Elbtower in Hamburg: Kühne-Holding sieht sich „weit entfernt von einer Rolle als ‚Retter‘“
Die potenziellen Investoren – neben der Commerzbank-Tochter Commerz Real waren die Kühne-Holding von Milliardär Klaus-Michael Kühne und der Versicherungskonzern Signal-Iduna im Gespräch, hoffen darauf, dass sich die Stadt wie einst bei der Rettung von Hapag-Lloyd an einer Lösungssuche beteiligt.

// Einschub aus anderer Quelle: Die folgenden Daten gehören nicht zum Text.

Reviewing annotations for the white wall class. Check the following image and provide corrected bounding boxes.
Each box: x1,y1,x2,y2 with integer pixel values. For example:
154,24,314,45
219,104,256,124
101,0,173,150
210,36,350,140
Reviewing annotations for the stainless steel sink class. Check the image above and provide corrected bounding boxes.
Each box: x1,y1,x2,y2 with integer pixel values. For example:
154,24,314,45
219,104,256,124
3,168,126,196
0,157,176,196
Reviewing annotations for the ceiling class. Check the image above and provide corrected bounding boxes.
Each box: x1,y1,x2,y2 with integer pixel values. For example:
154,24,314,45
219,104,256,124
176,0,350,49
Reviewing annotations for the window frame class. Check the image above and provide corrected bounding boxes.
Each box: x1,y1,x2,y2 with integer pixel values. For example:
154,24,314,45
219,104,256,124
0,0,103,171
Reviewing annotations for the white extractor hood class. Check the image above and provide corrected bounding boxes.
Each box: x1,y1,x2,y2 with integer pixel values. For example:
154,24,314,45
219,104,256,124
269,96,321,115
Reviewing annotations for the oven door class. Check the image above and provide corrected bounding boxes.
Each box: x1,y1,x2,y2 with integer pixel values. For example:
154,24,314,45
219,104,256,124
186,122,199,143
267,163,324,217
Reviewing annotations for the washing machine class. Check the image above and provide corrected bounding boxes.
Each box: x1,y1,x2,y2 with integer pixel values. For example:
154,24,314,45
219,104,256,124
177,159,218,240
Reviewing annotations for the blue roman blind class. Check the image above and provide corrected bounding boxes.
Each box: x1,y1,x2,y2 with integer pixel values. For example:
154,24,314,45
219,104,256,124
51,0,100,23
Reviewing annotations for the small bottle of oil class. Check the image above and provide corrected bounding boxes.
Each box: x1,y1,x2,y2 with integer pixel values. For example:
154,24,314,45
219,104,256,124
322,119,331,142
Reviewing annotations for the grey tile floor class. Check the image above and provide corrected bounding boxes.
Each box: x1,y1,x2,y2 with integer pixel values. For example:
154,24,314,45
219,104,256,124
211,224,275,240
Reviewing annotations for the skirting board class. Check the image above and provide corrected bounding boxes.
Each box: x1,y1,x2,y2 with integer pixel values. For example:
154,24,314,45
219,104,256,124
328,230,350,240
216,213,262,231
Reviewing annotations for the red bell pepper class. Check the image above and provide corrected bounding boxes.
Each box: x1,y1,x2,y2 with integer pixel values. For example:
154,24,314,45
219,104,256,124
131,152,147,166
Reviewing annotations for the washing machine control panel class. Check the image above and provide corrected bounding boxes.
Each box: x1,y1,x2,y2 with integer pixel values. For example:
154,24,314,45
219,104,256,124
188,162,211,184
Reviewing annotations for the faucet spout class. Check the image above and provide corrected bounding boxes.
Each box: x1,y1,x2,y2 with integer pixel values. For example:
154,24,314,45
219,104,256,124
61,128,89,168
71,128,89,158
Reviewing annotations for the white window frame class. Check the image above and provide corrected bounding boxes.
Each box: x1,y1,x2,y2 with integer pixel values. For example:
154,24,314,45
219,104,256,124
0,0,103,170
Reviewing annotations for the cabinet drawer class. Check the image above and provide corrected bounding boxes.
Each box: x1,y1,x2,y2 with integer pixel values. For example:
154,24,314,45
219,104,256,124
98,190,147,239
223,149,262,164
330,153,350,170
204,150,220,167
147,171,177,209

Aufgrund der mangelnden Bereitschaft der Politik hat sich die Kühne-Holding als potenzieller Investor vorerst zurückgezogen. „Wir sind in der Tat weit entfernt von einer Rolle als ‚Retter‘. Es gibt gute Überlegungen von Immobilienspezialisten aus Hamburg, aber was fehlt, sind die Investoren“, sagt Karl Gernandt, Präsident des Verwaltungsrats der Kühne Holding. „Ich drücke die Daumen, dass sich letztlich doch ein Konzept umsetzen lässt.“
Der Elbtower ist am 14. Mai auch wieder Thema auf der Tagesordnung im Haushaltsausschuss der Hamburgischen Bürgerschaft: Das hat die Linke beantragt. „Wir erwarten dann eine Berichterstattung des Senats zum aktuellen Stand in Sachen Elbtower“, sagt Vize-Fraktionschefin Heike Sudmann.